Mauvais cotons ou comment ne pas filer droit est un recueil de nouvelles collectif de 168 pages, publié chez L’Harmattan en février 2023, réunissant neuf auteurs autour de vingt nouvelles, et dont la couverture est illustrée par l’une d’entre eux, Corine Sylvia Congiu. Tous les auteurs font partie du collectif « Nouvelle Donne », dont l’objectif est de promouvoir et de diffuser la nouvelle francophone, d’abord par le biais d’une revue papier jusqu’en 2004, et aujourd’hui via le site nouvelle-donne.net. Les auteurs sont aussi pour la plupart des nouvellistes confirmés, comme en témoignent leurs publications respectives.

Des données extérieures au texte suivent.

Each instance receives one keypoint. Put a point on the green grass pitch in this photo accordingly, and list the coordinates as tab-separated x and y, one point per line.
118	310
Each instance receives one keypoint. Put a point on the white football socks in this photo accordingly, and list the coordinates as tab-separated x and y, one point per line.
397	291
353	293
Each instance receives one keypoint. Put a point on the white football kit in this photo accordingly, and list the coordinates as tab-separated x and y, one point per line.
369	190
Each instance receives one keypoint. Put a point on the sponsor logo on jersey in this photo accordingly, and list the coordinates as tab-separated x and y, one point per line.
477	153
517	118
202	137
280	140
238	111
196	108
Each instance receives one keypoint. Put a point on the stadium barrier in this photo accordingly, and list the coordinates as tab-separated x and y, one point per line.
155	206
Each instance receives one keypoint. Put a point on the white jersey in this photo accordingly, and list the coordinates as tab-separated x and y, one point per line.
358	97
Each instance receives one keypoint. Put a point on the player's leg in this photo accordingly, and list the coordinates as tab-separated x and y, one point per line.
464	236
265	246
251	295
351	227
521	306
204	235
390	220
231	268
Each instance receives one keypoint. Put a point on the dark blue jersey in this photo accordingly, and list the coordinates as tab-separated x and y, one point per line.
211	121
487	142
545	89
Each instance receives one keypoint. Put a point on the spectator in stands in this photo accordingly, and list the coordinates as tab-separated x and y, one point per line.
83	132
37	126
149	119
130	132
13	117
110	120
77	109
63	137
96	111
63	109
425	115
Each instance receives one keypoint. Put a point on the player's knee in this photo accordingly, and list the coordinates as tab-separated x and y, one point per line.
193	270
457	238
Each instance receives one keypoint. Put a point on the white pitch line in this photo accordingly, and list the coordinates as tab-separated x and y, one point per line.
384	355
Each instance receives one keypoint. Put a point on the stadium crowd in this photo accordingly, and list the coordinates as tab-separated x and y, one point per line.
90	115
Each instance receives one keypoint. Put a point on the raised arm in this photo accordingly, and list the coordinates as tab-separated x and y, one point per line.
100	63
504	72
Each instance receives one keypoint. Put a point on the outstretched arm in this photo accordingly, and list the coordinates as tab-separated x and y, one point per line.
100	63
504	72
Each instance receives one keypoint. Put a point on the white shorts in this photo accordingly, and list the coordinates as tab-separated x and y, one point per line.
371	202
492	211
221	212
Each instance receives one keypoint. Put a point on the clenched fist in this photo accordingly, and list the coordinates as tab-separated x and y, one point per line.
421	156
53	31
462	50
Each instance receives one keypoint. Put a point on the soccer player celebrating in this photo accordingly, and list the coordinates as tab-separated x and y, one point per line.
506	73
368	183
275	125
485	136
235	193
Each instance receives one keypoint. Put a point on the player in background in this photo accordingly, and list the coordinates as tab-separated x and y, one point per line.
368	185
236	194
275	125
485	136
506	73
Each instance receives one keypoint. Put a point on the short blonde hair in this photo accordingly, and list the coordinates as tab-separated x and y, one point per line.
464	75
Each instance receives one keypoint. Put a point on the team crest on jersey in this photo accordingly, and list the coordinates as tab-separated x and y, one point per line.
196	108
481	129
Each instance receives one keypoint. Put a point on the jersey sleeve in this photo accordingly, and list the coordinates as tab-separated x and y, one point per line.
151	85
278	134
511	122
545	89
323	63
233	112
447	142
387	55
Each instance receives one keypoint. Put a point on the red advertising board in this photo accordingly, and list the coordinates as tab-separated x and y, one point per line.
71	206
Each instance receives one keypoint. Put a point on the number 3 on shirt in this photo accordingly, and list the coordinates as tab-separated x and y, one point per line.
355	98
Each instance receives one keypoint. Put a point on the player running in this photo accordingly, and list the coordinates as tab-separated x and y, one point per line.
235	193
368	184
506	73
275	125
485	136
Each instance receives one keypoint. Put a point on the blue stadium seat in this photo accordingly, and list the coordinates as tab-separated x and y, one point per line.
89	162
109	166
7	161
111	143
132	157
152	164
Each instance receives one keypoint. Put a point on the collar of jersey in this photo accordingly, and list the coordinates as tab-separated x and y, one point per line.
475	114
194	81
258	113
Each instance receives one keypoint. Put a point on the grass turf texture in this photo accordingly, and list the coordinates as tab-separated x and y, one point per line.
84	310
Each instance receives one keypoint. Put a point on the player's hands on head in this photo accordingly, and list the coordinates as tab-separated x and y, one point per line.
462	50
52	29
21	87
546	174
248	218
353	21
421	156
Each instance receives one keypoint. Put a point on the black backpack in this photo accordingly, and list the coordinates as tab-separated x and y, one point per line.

Ce groupe d’auteurs n’en est pas à son coup d’essai en termes de recueils collectifs, puisqu’il avait déjà publié en 2020 Le chien attaché au poteau, aux éditions La chambre des échos. En se lançant dans une seconde aventure collective, le groupe de nouvellistes approfondit des pistes déjà présentes dans le premier recueil, en particulier la dénonciation des multiples conformismes de notre monde contemporain. Entre la parution des deux ouvrages, l’une des membres du collectif, Nathalie Barrié, a disparu : ce second ouvrage lui est dédié.
Là où les recueils collectifs thématiques proposent généralement une seule nouvelle par auteur, celui-ci a pour originalité de proposer deux à trois nouvelles pour chaque contributeur, ce qui a le double intérêt de brosser un portrait de groupe de ce collectif d’auteurs, et dans le même temps de donner accès à l’univers et à l’écriture propres à chacun d’entre eux.

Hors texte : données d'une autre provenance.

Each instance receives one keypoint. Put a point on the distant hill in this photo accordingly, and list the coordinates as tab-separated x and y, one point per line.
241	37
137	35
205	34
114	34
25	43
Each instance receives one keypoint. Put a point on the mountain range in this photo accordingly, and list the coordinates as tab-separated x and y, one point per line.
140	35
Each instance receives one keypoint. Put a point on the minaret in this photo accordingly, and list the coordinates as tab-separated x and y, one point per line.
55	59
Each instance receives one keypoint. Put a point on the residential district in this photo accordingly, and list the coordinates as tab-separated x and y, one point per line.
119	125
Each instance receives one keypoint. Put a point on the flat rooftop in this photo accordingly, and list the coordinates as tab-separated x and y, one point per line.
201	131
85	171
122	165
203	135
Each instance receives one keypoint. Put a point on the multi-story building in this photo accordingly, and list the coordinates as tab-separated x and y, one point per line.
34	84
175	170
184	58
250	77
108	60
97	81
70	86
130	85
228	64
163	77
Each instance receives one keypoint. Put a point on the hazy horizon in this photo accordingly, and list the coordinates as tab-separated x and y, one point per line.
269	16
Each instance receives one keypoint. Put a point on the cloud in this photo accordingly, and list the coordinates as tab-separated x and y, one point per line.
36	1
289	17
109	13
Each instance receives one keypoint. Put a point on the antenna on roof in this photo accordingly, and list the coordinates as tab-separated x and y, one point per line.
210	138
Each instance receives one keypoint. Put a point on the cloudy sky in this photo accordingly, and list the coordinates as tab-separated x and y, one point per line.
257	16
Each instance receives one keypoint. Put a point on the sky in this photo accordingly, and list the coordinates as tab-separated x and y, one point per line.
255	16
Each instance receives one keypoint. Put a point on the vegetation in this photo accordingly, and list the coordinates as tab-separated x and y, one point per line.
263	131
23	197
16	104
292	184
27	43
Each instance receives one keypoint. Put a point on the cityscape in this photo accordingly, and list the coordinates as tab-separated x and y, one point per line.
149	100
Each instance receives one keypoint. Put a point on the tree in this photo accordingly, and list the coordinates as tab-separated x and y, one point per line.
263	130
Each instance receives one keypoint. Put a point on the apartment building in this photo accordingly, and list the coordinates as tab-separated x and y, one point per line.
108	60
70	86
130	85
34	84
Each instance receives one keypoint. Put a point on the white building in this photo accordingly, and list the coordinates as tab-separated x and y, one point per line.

Les récits ont été réunis en fonction d’une forte cohérence thématique. Ces vingt nouvelles explorent différentes facettes de la transgression, qu’elle soit vénielle ou plus nettement destructrice. Au fil de ces pages, qui campent des univers contemporains majoritairement réalistes, le lecteur devient le spectateur de fantasmes inavouables, d’abus divers, de petites fraudes ou tromperies, d’absurdités administratives, de vengeances loufoques, d’envie de mort... La morale normée pourrait considérer que chacun des personnages mis en scène dans ces nouvelles « file un mauvais coton », comme le suggère malicieusement le titre du recueil.

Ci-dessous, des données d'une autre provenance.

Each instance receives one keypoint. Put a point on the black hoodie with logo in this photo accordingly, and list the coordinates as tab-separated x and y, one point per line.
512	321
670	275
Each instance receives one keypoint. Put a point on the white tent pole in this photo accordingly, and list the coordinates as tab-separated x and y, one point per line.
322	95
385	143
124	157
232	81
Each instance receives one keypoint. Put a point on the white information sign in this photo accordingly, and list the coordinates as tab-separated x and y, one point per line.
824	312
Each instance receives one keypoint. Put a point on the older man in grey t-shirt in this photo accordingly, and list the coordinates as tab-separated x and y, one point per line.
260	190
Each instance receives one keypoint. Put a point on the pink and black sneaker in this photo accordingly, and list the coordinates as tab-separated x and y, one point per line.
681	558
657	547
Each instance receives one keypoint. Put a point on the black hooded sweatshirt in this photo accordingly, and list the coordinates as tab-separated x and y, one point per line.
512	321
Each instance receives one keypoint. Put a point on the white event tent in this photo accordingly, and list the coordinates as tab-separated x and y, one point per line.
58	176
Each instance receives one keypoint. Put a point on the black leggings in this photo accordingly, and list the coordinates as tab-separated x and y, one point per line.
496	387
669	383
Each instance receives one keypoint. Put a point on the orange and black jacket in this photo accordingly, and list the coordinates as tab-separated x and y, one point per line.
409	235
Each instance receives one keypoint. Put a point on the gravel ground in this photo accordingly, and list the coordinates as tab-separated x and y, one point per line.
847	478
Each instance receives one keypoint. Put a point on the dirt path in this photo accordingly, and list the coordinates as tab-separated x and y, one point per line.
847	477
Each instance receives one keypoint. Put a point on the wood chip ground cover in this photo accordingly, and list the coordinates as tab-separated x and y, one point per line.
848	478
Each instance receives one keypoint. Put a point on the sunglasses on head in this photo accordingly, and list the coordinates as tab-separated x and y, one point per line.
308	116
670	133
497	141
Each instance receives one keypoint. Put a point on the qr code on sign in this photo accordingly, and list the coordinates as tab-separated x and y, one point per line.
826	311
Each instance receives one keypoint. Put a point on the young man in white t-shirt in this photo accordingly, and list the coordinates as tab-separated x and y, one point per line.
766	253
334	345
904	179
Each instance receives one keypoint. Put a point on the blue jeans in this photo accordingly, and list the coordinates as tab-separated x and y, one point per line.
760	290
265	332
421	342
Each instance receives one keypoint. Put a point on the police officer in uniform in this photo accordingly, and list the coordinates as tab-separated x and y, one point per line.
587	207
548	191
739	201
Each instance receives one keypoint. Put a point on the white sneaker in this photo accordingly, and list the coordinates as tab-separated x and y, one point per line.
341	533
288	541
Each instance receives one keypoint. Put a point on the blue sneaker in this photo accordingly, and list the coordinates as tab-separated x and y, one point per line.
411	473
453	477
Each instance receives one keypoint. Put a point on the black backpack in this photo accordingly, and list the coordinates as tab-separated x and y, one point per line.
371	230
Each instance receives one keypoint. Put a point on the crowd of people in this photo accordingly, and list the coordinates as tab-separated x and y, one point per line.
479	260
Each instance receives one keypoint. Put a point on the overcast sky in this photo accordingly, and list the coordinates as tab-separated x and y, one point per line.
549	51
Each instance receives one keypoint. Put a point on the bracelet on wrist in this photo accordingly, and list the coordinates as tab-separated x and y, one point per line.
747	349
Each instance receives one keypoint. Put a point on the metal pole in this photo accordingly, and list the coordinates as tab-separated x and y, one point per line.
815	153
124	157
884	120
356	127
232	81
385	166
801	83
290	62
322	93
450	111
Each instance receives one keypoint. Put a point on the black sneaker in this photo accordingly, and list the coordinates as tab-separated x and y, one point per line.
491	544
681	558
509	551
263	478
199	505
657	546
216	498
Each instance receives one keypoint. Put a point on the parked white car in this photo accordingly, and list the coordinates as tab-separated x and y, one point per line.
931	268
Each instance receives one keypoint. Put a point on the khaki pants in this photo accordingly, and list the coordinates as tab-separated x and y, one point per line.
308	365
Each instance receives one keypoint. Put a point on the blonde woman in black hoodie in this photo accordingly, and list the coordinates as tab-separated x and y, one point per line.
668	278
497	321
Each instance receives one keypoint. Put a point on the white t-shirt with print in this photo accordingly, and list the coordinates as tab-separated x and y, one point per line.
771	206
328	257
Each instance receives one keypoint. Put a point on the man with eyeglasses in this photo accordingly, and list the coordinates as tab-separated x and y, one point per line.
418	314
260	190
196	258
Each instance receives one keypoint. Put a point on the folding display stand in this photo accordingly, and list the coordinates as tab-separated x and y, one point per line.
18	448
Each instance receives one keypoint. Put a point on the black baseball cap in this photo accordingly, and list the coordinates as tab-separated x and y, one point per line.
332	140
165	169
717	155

De fait, diverses nouvelles campent des personnages explicitement marginaux : tueur en série (« Demander Bob » de Nathalie Barrié), hackers sans scrupules (« Ransomware » de Dominique Perrut), prisonnier (ou fou, tout simplement ? dans « L’épreuve » d’Anne-Elisabeth Desicy Friedland).
La veine la plus exploitée est cependant celle de personnages aux modes de pensée divergents, voire aux marges de la folie. La nouvelle-coup de poing de Léo Lamarche « Demain, j’arrête de mourir » nous fait pénétrer dans l’inquiétante étrangeté du discours intérieur d’une jeune femme aux prises avec des troubles du comportement alimentaire. Le style percutant de Sophie Germain dans « Toi, Jane » rend poignante la lutte d’une jeune femme contre son alcoolisme. Dans « Quand la raison s’en va, j’en trouve une autre », Corine Sylvia Congiu met en scène la fascination trouble d’un psychiatre pour sa jeune patiente suicidaire : qui du soignant ou de la patiente file ici un mauvais coton ? Les lettres douloureuses d’une jeune fille née sous X adressée à une mère fantasmé, dans « Bonne fête, Maman ! » de Brigitte Niquet, donnent à sentir le vécu traumatique de rejet et la rébellion de la narratrice face à une existence où il lui est difficile de trouver sa place.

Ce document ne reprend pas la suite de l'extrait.